Sus órdenes fueron dictadas en varios arranques. Fidelma percibió que la joven vacilaba y se quedaba con la boca abierta, sorprendida al reconocer a Eisten y los niños. Entonces pareció hacer un esfuerzo consciente para recuperarse y se apresuró a conducir a los niños y a la triste y rolliza Eisten. El hermano Conghus, seguro de que sus órdenes se obedecían, se volvió hacia Fidelma.
– El hermano Midach es nuestro médico principal y Rumann es nuestro administrador. Se ocuparán de sor Eisten y de los niños -explicó sin que hubiera necesidad. Señaló del otro lado del patio-. Os llevaré ante el abad. ¿Venís entonces directamente de Cashel?
– Así es -confirmó Cass mientras le seguían. Cass, como soldado que era, se detuvo para llamar la atención respecto a un asunto que Fidelma no había tenido en cuenta-. Nuestros caballos necesitan que los cepillen y les den de comer, hermano.
– Me ocuparé de vuestros caballos tan pronto como os haya conducido hasta el abad -contestó Conghus.
El ostiario de la abadía empezaba a apresurarse por el patio empedrado y se iba deteniendo de vez en cuando para exhortarlos a seguirlo con mayor rapidez. Fidelma y Cass obedecían, pero con un ritmo mucho más tranquilo debido a su fatiga. La caminata parecía interminable pero, por fin, después de ascender las escaleras de un gran edificio algo separado de los demás, el aistreóir se detuvo ante una puerta de roble oscuro y les hizo señal de esperar mientras él llamaba y desaparecía tras ella. Tan sólo pasaron unos momentos y volvió a aparecer y, aguantando la puerta abierta, les indicó que entraran.

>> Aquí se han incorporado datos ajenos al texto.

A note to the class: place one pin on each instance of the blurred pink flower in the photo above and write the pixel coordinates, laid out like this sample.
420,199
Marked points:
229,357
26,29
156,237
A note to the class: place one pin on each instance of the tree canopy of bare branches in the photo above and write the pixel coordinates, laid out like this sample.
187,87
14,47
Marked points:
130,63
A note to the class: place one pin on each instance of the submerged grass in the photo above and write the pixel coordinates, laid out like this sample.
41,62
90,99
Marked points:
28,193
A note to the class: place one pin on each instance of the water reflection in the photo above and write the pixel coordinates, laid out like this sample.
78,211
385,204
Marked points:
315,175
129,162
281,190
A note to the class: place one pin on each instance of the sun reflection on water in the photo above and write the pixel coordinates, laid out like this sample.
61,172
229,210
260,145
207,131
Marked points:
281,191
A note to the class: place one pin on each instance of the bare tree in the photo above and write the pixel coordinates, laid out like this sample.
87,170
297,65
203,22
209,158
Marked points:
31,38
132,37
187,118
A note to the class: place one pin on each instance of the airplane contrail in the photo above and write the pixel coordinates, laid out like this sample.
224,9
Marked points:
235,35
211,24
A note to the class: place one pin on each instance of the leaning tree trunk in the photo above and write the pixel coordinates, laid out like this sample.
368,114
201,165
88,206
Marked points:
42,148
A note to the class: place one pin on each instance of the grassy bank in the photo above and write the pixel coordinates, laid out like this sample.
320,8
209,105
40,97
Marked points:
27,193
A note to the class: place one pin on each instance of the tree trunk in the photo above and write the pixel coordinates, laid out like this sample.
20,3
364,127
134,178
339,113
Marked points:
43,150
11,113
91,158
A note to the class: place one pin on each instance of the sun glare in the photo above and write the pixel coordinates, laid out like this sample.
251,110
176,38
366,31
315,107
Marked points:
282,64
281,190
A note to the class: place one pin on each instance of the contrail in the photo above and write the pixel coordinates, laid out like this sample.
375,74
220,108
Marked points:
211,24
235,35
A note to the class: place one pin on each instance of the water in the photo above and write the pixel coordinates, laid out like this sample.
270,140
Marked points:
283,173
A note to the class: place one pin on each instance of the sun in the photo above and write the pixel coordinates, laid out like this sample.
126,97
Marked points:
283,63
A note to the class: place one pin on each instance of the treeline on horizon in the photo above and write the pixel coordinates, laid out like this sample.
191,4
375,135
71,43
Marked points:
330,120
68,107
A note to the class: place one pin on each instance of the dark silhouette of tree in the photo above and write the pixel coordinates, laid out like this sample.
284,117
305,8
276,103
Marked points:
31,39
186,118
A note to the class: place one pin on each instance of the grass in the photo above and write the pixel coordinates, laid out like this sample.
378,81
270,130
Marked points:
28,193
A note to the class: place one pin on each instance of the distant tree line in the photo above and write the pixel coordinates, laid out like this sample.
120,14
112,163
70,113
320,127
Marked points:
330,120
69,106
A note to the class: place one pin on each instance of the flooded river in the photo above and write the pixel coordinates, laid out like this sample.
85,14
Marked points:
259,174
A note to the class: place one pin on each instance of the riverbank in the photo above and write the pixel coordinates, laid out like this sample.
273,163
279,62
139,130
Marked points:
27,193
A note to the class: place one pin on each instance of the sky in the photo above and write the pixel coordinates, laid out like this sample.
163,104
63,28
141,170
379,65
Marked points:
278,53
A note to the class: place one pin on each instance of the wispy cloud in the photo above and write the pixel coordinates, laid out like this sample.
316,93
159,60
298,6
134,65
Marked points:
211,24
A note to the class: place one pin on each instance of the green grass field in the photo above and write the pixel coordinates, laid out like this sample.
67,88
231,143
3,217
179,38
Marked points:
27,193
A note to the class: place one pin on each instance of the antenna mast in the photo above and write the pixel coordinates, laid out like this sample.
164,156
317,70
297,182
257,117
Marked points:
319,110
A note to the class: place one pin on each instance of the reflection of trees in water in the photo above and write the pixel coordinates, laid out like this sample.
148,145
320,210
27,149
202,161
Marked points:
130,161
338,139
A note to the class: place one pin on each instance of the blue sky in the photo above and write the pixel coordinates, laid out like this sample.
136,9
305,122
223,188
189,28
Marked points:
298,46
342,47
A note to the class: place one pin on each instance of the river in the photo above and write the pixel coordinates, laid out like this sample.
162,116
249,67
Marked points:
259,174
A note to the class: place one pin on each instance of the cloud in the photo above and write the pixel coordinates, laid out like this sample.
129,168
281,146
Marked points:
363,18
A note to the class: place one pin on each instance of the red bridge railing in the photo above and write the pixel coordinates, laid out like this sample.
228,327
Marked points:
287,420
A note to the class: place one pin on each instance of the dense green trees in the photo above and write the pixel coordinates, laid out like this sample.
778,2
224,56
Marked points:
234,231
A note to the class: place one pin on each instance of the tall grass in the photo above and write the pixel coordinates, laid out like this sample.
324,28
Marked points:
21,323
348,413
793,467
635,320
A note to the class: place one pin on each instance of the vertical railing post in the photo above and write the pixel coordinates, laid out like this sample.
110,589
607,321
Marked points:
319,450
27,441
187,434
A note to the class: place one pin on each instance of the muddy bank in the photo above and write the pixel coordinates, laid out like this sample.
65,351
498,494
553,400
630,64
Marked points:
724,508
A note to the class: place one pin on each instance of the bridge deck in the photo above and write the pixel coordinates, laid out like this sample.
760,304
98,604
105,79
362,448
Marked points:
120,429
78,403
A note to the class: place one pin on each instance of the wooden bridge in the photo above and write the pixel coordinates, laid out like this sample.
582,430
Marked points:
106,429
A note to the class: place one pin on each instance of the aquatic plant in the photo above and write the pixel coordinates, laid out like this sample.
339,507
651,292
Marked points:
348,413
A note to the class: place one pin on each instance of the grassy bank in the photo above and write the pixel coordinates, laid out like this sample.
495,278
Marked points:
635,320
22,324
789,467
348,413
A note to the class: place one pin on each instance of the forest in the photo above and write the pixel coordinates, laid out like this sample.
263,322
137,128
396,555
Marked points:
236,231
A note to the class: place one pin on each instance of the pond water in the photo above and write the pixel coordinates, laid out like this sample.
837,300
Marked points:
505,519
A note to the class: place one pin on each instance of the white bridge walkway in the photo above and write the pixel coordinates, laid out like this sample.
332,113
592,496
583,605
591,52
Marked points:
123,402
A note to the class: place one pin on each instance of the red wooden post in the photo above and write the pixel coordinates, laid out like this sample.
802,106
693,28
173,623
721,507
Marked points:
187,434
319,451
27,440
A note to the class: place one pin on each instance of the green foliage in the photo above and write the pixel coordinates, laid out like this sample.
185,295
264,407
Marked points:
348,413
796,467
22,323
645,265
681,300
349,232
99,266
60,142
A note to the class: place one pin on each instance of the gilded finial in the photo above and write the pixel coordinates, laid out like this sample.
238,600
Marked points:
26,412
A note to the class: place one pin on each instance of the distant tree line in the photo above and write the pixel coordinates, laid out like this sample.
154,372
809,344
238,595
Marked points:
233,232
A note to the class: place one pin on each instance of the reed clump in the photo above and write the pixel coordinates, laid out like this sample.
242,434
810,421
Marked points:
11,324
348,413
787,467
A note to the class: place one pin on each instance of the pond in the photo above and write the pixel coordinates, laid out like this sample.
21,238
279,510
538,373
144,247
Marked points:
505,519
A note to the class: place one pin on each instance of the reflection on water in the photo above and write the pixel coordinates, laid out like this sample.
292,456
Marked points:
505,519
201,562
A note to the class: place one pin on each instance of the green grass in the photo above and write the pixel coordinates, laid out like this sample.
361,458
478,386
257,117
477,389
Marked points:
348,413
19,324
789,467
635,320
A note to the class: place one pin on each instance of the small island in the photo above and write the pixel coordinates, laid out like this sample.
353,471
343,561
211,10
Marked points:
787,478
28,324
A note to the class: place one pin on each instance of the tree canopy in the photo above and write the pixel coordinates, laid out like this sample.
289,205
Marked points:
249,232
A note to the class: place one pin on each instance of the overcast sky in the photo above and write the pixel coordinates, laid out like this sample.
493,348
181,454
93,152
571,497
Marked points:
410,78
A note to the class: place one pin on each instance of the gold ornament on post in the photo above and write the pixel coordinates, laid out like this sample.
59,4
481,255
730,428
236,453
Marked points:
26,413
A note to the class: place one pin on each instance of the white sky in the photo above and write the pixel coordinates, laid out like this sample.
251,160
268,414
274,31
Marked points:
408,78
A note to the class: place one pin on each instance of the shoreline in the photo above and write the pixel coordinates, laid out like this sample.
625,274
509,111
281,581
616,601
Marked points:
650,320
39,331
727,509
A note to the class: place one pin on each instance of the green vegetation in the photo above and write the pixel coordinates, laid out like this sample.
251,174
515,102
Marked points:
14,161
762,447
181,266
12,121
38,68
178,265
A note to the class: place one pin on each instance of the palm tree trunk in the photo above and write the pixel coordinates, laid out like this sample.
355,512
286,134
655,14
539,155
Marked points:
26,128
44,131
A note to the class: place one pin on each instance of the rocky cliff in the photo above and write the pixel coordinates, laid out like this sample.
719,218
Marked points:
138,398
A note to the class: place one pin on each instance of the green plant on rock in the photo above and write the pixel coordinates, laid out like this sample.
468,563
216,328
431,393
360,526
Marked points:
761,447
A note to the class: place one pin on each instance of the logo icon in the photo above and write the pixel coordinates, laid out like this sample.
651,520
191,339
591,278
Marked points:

Se encontraron en una estancia grande y abovedada cuyas paredes de piedra fría y gris se alegraban con coloridos tapices, cada uno ilustrando algo de la vida de Jesús. Un fuego ardía en el hogar y el olor a incienso invadía la habitación. El suelo estaba cubierto por suaves alfombras de lana. El mobiliario era rico y los adornos extravagantes por su opulencia. El abad de Ros Ailithir parecía no creer en la frugalidad.
– ¡Fidelma!
Un hombre alto se levantó de detrás de una mesa de roble oscuro pulido. Era delgado, con nariz aguileña y penetrantes ojos azules; su cabello pelirrojo estaba cortado según la tonsura de la iglesia irlandesa, afeitado por delante hasta una línea de oreja a oreja y luego suelto y largo por atrás. Había algo en su cara que, para un ojo crítico, sugería que existía algún tipo de relación con Fidelma.
– Soy vuestro primo, Brocc -anunció el hombre delgado. Parecía que su voz tronara como la de un bajo-. No os había vuelto a ver desde que erais niña.
Se suponía que se trataba de un saludo cálido; sin embargo, había alguna nota falsa en la voz del abad. Era como si parte de sus pensamientos estuviera en otro lugar mientras intentaba dar la bienvenida.
Incluso cuando tendió ambas manos para tomar las de Fidelma en señal de saludo, estaban frías y flacidas y parecían desvirtuar el pretendido tono de bienvenida de su voz. Fidelma tenía pocos recuerdos de su primo. Tal vez era comprensible, pues el abad Brocc era al menos diez o quince años mayor que ella.
Fidelma le devolvió el saludo con una cierta formalidad estudiada y luego presentó a Cass.
– Cass ha sido asignado por mi hermano Colgú para que me ayude en este asunto.
Brocc examinó a Cass con una mirada inquietante, dirigiendo los ojos a su cuello. El soldado se había aflojado la capa y ésta se le había abierto y dejaba ver la gargantilla de oro que denotaba su rango. Por su parte, Cass tendió la mano para dársela al abad. Fidelma vio que los músculos faciales del abad se contraían al percibir la fuerza de su mano.
– Venid, sentaos, prima. Vos también, Cass. Mi ostiario, el hermano Conghus, me ha dicho que habéis llegado con sor Eisten y algunos niños de Rae na Scríne. La misión que tiene allí Eisten recae en la jurisdicción de esta abadía, así que nos preocupa mucho lo que ha sucedido. Explicadme la historia.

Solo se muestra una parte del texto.